When compensating physicians for the time they spend on-call, hospitals should draft call coverage agreements with care to avoid potential problems implicating federal laws prohibiting physician self-referral (Stark Law) and kickbacks (Anti-Kickback Statute (AKS)). In a webinar presented by the Health Care Compliance Association (HCCA), Robert G. Homchick, partner at Davis Wright Tremaine LLP, and Scott M. Safriet and Adam S. Polsky, partners at HealthCare Appraisers, Inc., discussed changes to the call coverage risk analysis based on court opinions and changes in government implementation of rules.
As with most physician compensation arrangements, the Stark Law (42 U.S.C. §1395nn) is the threshold issue when analyzing call coverage agreements; additionally, if the agreement passes muster under Stark, the AKS (42 U.S.C. §1320a-7b) risks should be relatively modest. Both analyses contain some of the same considerations, such as fair market value (FMV) and commercial reasonableness.

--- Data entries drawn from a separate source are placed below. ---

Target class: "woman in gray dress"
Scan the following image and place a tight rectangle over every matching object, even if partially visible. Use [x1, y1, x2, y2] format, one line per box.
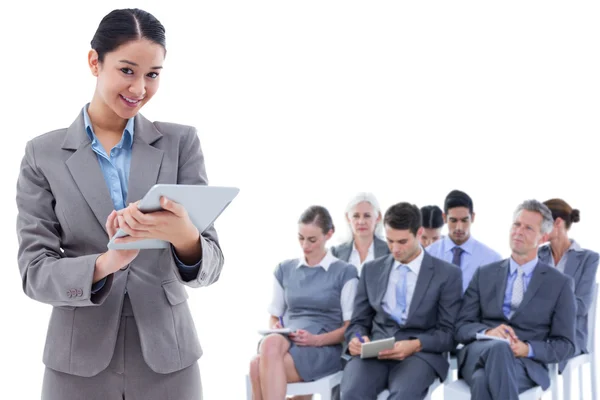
[250, 206, 358, 400]
[331, 193, 390, 275]
[538, 199, 598, 372]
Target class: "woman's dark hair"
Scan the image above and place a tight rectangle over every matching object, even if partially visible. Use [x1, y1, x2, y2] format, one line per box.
[444, 190, 473, 215]
[298, 206, 335, 235]
[544, 199, 580, 229]
[421, 206, 444, 229]
[383, 203, 422, 236]
[91, 8, 167, 62]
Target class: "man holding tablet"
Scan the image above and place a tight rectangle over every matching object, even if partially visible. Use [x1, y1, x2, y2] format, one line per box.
[341, 203, 462, 400]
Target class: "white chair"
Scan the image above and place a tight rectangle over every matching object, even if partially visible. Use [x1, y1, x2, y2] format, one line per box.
[554, 283, 598, 400]
[444, 379, 544, 400]
[377, 378, 442, 400]
[246, 371, 342, 400]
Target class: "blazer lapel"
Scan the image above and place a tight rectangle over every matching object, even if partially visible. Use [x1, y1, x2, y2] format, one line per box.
[373, 236, 389, 258]
[338, 240, 354, 262]
[511, 261, 546, 319]
[406, 251, 433, 322]
[126, 114, 163, 204]
[62, 112, 114, 231]
[494, 259, 510, 316]
[565, 250, 583, 277]
[375, 254, 394, 307]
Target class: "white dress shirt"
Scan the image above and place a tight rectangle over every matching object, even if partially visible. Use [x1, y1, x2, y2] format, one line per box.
[268, 250, 358, 321]
[383, 247, 425, 321]
[348, 239, 375, 276]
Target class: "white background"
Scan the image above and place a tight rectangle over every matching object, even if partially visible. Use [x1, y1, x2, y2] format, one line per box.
[0, 0, 600, 400]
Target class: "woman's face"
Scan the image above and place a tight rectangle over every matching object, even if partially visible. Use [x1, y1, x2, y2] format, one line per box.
[298, 223, 333, 257]
[88, 39, 165, 119]
[346, 201, 381, 237]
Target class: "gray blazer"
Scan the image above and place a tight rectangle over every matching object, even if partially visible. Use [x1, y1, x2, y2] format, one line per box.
[456, 260, 575, 388]
[17, 113, 223, 377]
[538, 245, 598, 354]
[331, 236, 390, 262]
[344, 251, 462, 380]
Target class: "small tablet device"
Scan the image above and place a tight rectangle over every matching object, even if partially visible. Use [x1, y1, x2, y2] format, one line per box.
[108, 184, 240, 250]
[360, 337, 396, 358]
[258, 328, 293, 336]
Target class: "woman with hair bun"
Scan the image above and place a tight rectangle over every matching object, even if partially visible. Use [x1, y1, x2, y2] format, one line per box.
[538, 199, 598, 371]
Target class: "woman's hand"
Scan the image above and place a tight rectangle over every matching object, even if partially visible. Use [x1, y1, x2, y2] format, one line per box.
[115, 197, 200, 249]
[290, 329, 321, 347]
[93, 210, 140, 283]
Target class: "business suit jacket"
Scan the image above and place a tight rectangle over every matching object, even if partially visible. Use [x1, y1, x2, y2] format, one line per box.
[331, 236, 390, 262]
[538, 245, 598, 354]
[456, 259, 575, 388]
[345, 251, 462, 380]
[17, 113, 223, 376]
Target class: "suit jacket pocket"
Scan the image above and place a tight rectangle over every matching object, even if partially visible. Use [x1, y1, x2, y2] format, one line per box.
[162, 281, 188, 306]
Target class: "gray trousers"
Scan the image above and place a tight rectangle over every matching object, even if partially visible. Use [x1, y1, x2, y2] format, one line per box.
[42, 295, 202, 400]
[341, 356, 437, 400]
[460, 340, 537, 400]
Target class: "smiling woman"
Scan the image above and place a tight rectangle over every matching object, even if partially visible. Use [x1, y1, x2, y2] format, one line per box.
[17, 9, 223, 400]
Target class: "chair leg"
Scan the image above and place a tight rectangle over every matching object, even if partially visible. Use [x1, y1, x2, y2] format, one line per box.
[319, 388, 331, 400]
[590, 360, 598, 400]
[246, 375, 252, 400]
[577, 365, 584, 400]
[563, 369, 573, 400]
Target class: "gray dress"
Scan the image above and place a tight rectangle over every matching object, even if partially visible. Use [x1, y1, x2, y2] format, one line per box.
[275, 259, 358, 382]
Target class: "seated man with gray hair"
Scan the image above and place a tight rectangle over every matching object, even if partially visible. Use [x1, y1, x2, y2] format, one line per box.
[455, 200, 576, 400]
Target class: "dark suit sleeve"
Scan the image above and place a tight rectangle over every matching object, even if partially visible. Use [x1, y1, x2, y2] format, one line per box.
[169, 128, 225, 287]
[344, 265, 375, 353]
[17, 141, 113, 307]
[455, 268, 493, 344]
[575, 252, 598, 318]
[415, 266, 462, 353]
[528, 275, 576, 364]
[331, 246, 339, 258]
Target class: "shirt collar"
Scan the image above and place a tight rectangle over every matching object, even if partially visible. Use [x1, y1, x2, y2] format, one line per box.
[393, 246, 425, 275]
[352, 239, 375, 255]
[442, 236, 475, 254]
[83, 103, 135, 149]
[296, 250, 337, 271]
[569, 240, 583, 251]
[509, 256, 539, 276]
[540, 239, 584, 253]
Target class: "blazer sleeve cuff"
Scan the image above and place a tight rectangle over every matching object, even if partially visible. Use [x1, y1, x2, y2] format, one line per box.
[165, 235, 224, 288]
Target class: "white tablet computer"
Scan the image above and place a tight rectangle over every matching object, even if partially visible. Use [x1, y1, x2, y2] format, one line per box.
[258, 328, 293, 336]
[360, 337, 396, 358]
[108, 184, 240, 250]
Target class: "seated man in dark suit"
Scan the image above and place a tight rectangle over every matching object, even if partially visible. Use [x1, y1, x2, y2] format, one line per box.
[341, 203, 462, 400]
[456, 200, 576, 400]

Homchick, Safriet, and Polsky noted the following concerns for call coverage:
- on-call coverage is becoming more expensive, but hospitals are facing decreased reimbursement; and
- because traditional methods of securing call coverage no longer apply to all situations, hospitals are becoming more creative to obtain coverage.
To effectively secure coverage, hospitals should consider many options, and determine which is best applied in their situation. Potential coverage options include concurrent coverage, telemedicine, bundling on-call coverage with services beyond the emergency room, on-call coverage payment for employed physicians, and use of the “activation fee” concept.

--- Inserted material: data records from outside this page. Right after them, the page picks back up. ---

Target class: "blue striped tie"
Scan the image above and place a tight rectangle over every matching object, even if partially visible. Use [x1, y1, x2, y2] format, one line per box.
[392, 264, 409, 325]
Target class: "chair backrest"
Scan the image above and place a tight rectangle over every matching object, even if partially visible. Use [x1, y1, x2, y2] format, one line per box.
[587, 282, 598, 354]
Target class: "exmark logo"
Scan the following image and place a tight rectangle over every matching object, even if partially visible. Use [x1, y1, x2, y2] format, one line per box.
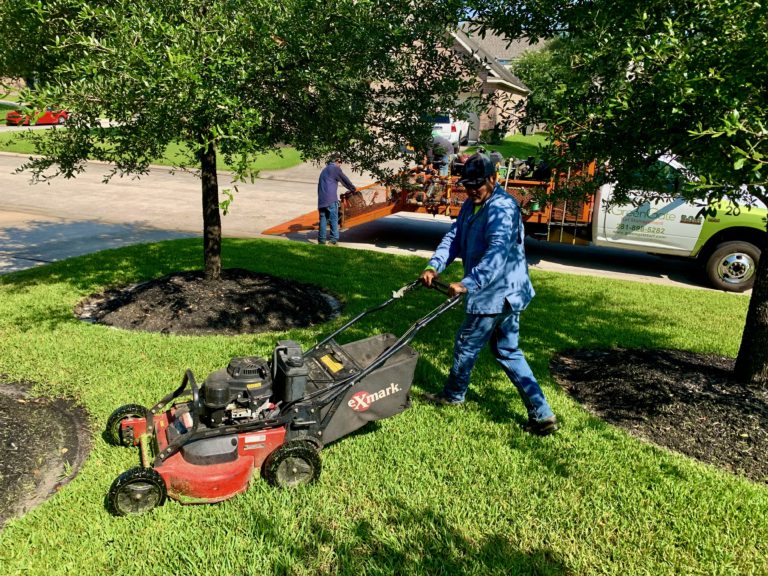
[347, 382, 400, 412]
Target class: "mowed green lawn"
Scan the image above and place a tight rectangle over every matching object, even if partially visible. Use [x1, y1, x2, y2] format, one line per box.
[0, 239, 768, 576]
[0, 132, 303, 170]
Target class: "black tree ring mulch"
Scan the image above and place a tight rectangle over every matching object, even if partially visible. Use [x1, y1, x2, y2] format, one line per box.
[550, 349, 768, 482]
[75, 268, 341, 335]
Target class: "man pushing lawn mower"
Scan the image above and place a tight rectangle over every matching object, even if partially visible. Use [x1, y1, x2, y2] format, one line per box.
[420, 154, 558, 436]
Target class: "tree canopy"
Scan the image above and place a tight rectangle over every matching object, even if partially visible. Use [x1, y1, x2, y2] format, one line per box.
[475, 0, 768, 384]
[480, 0, 768, 202]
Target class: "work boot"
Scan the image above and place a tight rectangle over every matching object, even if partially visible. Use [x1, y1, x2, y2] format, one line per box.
[523, 416, 560, 436]
[421, 392, 464, 406]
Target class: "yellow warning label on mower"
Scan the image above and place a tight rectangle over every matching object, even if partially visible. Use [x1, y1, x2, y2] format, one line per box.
[320, 354, 344, 374]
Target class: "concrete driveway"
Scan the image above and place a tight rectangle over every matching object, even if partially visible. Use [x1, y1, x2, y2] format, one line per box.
[0, 153, 703, 287]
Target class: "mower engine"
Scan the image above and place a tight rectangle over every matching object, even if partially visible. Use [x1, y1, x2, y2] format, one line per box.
[200, 356, 280, 428]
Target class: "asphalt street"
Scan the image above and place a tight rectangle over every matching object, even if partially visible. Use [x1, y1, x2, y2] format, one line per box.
[0, 148, 716, 287]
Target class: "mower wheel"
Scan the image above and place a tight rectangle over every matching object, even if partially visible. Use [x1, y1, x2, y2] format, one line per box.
[105, 404, 147, 446]
[264, 440, 322, 488]
[107, 467, 167, 516]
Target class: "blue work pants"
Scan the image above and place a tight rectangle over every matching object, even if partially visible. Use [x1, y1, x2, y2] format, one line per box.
[317, 201, 339, 244]
[443, 309, 553, 420]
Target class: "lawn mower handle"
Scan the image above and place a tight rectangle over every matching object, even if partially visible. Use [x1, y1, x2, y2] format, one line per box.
[294, 280, 463, 406]
[304, 280, 452, 356]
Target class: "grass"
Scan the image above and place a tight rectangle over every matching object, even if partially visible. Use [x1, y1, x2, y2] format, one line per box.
[466, 134, 547, 160]
[0, 239, 768, 576]
[0, 132, 303, 170]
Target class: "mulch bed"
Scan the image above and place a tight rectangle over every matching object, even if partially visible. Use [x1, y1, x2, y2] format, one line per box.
[75, 268, 341, 335]
[550, 350, 768, 482]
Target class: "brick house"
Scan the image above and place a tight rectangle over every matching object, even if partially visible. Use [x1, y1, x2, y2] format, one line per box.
[451, 29, 542, 141]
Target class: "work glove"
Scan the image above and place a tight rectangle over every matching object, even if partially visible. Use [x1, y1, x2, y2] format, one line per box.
[419, 269, 438, 288]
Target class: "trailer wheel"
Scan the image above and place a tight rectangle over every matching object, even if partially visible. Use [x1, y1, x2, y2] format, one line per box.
[706, 241, 760, 292]
[264, 440, 321, 488]
[107, 467, 167, 516]
[104, 404, 147, 446]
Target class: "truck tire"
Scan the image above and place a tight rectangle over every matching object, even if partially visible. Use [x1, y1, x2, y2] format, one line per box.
[706, 241, 760, 292]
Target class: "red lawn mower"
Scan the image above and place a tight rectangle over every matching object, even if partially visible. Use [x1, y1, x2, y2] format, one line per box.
[106, 281, 460, 516]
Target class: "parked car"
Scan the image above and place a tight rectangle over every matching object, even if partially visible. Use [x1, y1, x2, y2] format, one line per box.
[5, 106, 69, 126]
[432, 113, 469, 152]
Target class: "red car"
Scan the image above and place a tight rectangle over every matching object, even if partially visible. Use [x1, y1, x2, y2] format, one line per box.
[5, 107, 69, 126]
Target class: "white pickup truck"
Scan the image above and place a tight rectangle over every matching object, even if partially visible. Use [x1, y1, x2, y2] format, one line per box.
[432, 113, 469, 152]
[520, 157, 768, 292]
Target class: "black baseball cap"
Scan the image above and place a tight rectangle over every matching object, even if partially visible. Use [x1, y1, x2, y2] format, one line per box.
[459, 154, 496, 188]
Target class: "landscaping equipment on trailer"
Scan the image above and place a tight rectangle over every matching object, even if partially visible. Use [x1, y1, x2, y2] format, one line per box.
[106, 281, 460, 516]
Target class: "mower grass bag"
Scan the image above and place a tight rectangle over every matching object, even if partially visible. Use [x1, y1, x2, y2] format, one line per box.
[106, 282, 460, 516]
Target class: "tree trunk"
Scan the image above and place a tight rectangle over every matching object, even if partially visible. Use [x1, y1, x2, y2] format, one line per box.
[734, 234, 768, 386]
[200, 142, 221, 280]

However, the webinar cautioned that not all arrangements are the same, and in situations where it is truly difficult to secure coverage, a different approach may be necessary. Additionally, hospitals should look into the underlying reasons of why securing that coverage has been difficult—for example, are there shortened response times, a physician shortage in the marketplace, or is coverage restricted or quasi-restricted.